Le calcul chômage 2020 intéresse de nombreux salariés en fin de contrat, en rupture conventionnelle ou à la suite d’un licenciement. En pratique, la question posée est presque toujours la même : combien vais-je toucher au titre de l’allocation d’aide au retour à l’emploi, souvent appelée ARE ? La réponse dépend de plusieurs paramètres, notamment du salaire de référence, du nombre de jours travaillés, de l’âge du demandeur d’emploi, de la durée d’affiliation et du motif de perte d’emploi.

En 2020, les règles d’indemnisation ont été l’objet d’une forte attention, car la réforme de l’assurance chômage a modifié certaines logiques de calcul et de durée d’ouverture des droits. Pour autant, l’idée centrale reste simple : l’allocation n’est pas un pourcentage fixe du dernier salaire. Elle résulte d’une méthode réglementaire qui passe par le salaire journalier de référence, puis par l’application de formules de calcul, avec des planchers et des plafonds. C’est précisément ce que l’estimateur ci-dessus cherche à reproduire de manière pédagogique.

Les bases du calcul de l’ARE en 2020

1. Le salaire journalier de référence

Le point de départ est le salaire journalier de référence, souvent abrégé en SJR. Il sert de base à l’allocation. Dans une approche simplifiée, on divise les rémunérations brutes retenues par un nombre de jours servant à calculer cette référence. Dans la pratique administrative, le décompte exact dépend des règles applicables, de la période de référence d’affiliation et des rémunérations prises en compte ou exclues. Les primes, gratifications et éléments exceptionnels peuvent parfois être intégrés partiellement ou faire l’objet d’un traitement particulier.

Notre calculateur demande donc le salaire brut total sur la période de référence et le nombre de jours travaillés. Cela permet d’obtenir une estimation cohérente pour un premier niveau d’information. Si votre dossier comporte des périodes incomplètes, des arrêts, de l’activité réduite ou des contrats successifs, le résultat final de Pôle emploi peut différer.

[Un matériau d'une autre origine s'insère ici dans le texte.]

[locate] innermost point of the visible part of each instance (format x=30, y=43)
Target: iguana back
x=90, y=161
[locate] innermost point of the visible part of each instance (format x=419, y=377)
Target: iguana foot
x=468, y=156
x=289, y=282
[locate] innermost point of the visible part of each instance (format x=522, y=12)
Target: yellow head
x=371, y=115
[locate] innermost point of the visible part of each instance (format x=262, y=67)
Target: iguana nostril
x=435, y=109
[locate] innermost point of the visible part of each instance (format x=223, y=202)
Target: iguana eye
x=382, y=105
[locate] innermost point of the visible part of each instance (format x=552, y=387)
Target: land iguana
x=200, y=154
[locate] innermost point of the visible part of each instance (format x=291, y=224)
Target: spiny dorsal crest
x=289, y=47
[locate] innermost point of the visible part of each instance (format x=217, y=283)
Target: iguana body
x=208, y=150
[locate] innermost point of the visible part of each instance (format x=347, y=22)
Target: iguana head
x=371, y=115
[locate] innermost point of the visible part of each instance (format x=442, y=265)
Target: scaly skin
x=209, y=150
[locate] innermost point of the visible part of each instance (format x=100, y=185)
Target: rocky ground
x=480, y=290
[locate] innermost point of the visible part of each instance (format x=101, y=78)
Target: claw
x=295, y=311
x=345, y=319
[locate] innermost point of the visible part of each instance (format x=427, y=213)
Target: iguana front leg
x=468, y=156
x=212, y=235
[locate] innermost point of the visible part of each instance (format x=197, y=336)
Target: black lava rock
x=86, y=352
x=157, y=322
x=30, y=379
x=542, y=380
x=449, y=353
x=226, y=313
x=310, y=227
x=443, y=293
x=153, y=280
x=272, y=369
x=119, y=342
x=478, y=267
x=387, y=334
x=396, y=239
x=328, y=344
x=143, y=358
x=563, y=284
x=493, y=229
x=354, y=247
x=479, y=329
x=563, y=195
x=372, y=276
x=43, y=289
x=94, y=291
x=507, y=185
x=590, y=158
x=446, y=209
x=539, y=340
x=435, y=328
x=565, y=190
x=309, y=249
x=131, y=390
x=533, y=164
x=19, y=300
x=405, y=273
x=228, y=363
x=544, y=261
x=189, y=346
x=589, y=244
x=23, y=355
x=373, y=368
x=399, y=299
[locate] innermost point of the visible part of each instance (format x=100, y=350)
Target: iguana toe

2. Les deux formules de l’allocation journalière

En 2020, l’ARE journalière brute peut être estimée à partir de la formule la plus avantageuse entre :

  • 40,4 % du SJR + une partie fixe d’environ 12,05 € par jour ;
  • 57 % du SJR.

Une fois ce premier calcul réalisé, un plafonnement s’applique. En règle générale, l’allocation brute ne peut pas dépasser 75 % du salaire journalier de référence. Il existe également un minimum journalier, sous réserve des cas particuliers, qui tourne autour de 29,26 € dans une logique d’estimation couramment reprise pour 2020.

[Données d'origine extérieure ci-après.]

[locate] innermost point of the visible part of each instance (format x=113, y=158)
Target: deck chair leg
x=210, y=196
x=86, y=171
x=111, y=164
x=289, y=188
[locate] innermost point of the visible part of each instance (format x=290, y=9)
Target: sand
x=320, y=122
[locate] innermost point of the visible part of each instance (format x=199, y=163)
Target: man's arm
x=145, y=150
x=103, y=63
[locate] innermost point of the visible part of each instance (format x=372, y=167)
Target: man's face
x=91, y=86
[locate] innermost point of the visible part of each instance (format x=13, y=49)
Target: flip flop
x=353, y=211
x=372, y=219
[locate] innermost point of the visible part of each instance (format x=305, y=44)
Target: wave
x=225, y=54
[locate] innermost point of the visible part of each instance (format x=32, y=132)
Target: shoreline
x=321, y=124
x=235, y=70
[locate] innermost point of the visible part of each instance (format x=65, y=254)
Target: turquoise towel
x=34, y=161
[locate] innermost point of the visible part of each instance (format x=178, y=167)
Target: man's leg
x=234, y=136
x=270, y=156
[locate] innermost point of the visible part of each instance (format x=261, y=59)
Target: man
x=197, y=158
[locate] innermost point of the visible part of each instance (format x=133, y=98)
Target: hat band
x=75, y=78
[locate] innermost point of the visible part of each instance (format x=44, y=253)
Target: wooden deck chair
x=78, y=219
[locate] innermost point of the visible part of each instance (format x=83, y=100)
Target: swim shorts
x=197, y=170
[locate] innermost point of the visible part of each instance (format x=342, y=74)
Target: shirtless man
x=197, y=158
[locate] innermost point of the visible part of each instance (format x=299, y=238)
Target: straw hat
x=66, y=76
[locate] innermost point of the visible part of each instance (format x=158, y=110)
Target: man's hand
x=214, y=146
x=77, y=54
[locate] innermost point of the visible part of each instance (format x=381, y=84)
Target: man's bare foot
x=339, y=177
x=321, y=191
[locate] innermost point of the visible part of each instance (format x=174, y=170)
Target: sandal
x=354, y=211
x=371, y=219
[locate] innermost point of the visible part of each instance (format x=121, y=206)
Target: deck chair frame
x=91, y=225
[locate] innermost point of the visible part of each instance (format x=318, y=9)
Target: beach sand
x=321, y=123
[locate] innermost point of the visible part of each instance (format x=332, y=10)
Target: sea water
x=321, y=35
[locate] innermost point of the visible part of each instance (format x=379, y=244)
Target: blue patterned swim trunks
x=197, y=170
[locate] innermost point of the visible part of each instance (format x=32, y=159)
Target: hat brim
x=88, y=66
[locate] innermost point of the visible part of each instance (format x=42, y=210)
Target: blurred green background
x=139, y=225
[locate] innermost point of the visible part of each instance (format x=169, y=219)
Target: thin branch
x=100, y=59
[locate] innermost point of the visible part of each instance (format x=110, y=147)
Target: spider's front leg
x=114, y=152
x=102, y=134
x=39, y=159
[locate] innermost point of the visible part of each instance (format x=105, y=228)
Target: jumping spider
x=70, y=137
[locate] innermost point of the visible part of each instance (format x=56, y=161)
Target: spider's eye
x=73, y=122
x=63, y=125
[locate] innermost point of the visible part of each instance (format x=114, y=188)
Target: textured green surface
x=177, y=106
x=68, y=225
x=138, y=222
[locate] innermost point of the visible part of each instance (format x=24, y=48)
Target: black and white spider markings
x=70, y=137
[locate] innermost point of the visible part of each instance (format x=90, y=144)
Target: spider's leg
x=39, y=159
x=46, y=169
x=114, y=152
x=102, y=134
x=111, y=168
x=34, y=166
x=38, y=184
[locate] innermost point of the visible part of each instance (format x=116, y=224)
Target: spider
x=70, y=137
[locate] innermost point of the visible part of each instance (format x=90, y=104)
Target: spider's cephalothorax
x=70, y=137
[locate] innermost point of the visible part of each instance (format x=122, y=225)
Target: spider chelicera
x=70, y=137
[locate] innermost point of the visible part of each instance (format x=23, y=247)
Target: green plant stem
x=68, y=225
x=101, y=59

3. La durée d’indemnisation

Le montant n’est qu’une partie du sujet. La durée des droits compte tout autant. En 2020, la durée d’indemnisation dépend essentiellement de la durée d’affiliation et de l’âge :

  • jusqu’à 24 mois pour les moins de 53 ans ;
  • jusqu’à 30 mois pour les personnes de 53 ou 54 ans ;
  • jusqu’à 36 mois à partir de 55 ans.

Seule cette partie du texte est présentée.